THE VULTURE AND THE LITTLE GIRL

DailyPost 1697
THE VULTURE AND THE LITTLE GIRL

In the last 1696 days DailyPost has never copied a title from anywhere. Today it’s the emotions in this pall of gloom which has forced this topic. The topic is that of a picture shot by Kevin Carter in 1993 which is also known as ”The Struggling Girl.” This picture defined the tragedy of Sudan. This was shot in Ayod in Sudan. It reflected the mood, sentiment, professionalism and also the lack of sentiment and emotions of the man who shot the pic. Kevin Crater was a photojournalist from South Africa, who is no more. The girl who was actually a boy could not me made out from the black and white picture of a very high photographic and journalistic quality.

The picture won the Pulitzer Prize for Feature Photography award in 1994. Everybody and every organization has its own lens and its own purpose of existence.  They have developed the capability to remain blindfolded. Whether it’s somebody’s life in question is nobody’s concern. Photographic brilliance was presumed to have been rewarded. The picture showed ”a little Sudanese girl who had collapsed from hunger on the trail to a feeding center in Ayod. A vulture lurked behind her.”  New York Times had then said, it was not known whether she reached the center. Human rights are inalienable they say, and the world is committed to the Universal Declaration of Human Rights.
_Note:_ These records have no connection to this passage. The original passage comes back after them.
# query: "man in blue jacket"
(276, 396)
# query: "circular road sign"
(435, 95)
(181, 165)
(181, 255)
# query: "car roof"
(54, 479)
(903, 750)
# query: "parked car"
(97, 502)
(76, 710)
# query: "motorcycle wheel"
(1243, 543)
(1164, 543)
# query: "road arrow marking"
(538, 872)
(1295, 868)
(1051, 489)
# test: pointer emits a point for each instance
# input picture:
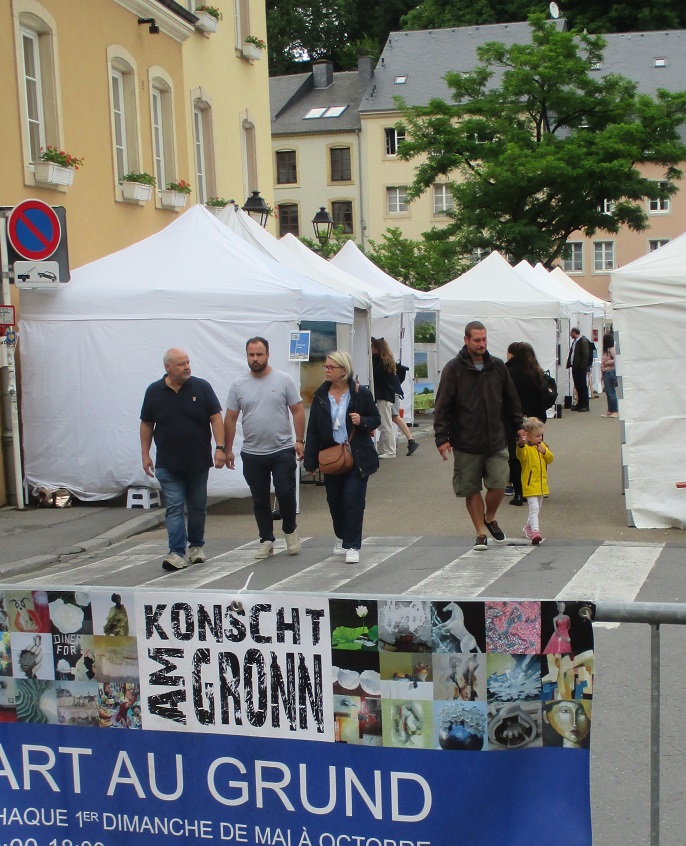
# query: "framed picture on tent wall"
(322, 341)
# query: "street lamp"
(323, 224)
(257, 208)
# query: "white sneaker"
(174, 562)
(196, 555)
(264, 550)
(292, 543)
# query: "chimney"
(365, 70)
(322, 73)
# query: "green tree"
(540, 153)
(423, 264)
(628, 16)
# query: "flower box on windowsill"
(252, 51)
(49, 173)
(206, 22)
(136, 192)
(173, 199)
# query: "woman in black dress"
(527, 375)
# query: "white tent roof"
(191, 265)
(351, 259)
(570, 304)
(91, 347)
(492, 287)
(510, 307)
(600, 307)
(649, 320)
(294, 255)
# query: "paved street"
(418, 540)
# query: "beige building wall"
(664, 225)
(314, 187)
(232, 93)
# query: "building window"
(443, 198)
(124, 115)
(574, 262)
(659, 206)
(119, 123)
(603, 256)
(393, 137)
(35, 115)
(396, 199)
(340, 164)
(241, 21)
(162, 128)
(286, 167)
(342, 214)
(288, 219)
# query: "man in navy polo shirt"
(178, 412)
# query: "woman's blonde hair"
(342, 359)
(533, 426)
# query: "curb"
(131, 527)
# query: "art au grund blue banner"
(145, 717)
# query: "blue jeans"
(610, 382)
(189, 490)
(258, 471)
(346, 497)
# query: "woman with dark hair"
(607, 368)
(527, 376)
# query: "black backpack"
(548, 391)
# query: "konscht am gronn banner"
(135, 718)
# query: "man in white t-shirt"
(265, 397)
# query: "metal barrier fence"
(654, 614)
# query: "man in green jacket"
(475, 402)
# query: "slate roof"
(426, 56)
(293, 96)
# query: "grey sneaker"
(174, 562)
(264, 550)
(292, 543)
(196, 555)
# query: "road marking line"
(614, 571)
(471, 573)
(103, 567)
(325, 577)
(198, 575)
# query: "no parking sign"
(37, 231)
(34, 230)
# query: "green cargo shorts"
(470, 470)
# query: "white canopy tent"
(507, 304)
(399, 333)
(649, 321)
(90, 348)
(357, 342)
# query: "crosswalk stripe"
(215, 568)
(103, 567)
(614, 571)
(332, 573)
(471, 573)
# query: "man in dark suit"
(580, 359)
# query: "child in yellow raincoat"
(534, 456)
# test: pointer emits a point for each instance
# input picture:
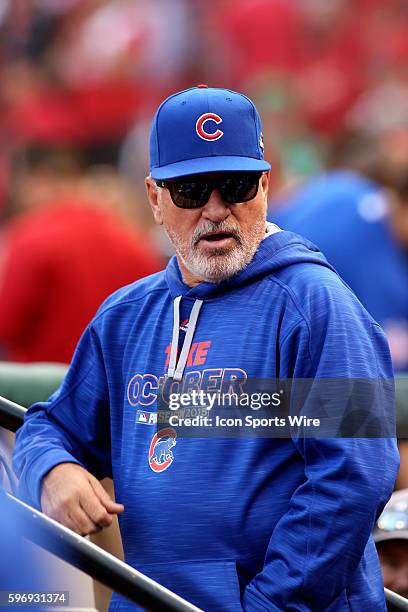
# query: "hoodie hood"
(276, 251)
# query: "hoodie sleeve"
(316, 546)
(72, 426)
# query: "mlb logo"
(146, 418)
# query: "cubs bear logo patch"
(160, 454)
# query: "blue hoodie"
(229, 524)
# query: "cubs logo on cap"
(206, 129)
(200, 126)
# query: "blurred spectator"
(357, 214)
(64, 255)
(362, 230)
(391, 538)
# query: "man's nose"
(216, 209)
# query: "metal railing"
(100, 564)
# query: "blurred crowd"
(79, 82)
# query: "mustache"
(222, 226)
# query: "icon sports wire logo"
(160, 454)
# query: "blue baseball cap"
(206, 129)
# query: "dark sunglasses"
(195, 191)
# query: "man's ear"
(152, 195)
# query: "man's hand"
(75, 498)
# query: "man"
(391, 538)
(64, 254)
(250, 523)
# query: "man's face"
(216, 241)
(394, 564)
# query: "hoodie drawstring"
(176, 368)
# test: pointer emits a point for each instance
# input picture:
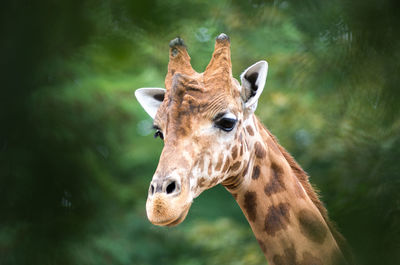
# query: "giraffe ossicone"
(211, 136)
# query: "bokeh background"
(77, 152)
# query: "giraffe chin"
(161, 214)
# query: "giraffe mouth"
(173, 221)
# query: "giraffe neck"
(288, 225)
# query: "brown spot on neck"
(276, 184)
(259, 150)
(256, 172)
(234, 152)
(250, 205)
(277, 218)
(220, 161)
(250, 130)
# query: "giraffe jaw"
(161, 211)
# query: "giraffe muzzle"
(167, 203)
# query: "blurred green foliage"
(76, 152)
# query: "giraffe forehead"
(200, 104)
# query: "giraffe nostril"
(171, 187)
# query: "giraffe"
(212, 136)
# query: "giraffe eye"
(226, 124)
(158, 133)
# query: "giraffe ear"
(150, 99)
(253, 81)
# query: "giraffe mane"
(312, 193)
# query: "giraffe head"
(200, 117)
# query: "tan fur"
(284, 211)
Four months after being awarded Pulitzer, Carter committed suicide by carbon monoxide poisoning in July 1994, at the age of 33. The picture still remains alive in the world’s memory, for the people who want to know the truth, even after 27 years. In one of the videos appearing recently; at Prayagraj, a dog was pulling out one of the corpses on the banks of Ganga from the sand and trying to feed on it. This is another defining image of the life and times we live in. Human rights of the living to the human rights of the dead is the journey which we have traversed since the time Kevin Carter shot that iconic photograph in 1993, which became the true depiction of the humanitarian crisis in Sudan.

The Pandemic has broken our systems and numbed our sensibilities, what could not have been imagined seems to have become the new normal. For Sudan, it was one picture, but certainly the tragedy was all over. Here the videos one is forced to see on a regular, has already become the defining images of our current existence. How it is to be covered by the journalistic class and how it is to be disseminated would always remain a matter of debate. Whether showing reality is the ultimate or maintaining faith in the system or ameliorating misery, would long be debated after the crisis is over. The poignant scenes would for sure remain with us completely vivid till the end of our lives.

A PICTURE IS WORTH A MILLION WORDS.

Sanjay Sahay

 

1 thought on “THE VULTURE AND THE LITTLE GIRL”

  1. The fact is we have to stop relying on the government for change. The changes they claim always benefit their needs and agendas. It’s up to humankind to come together to make the change.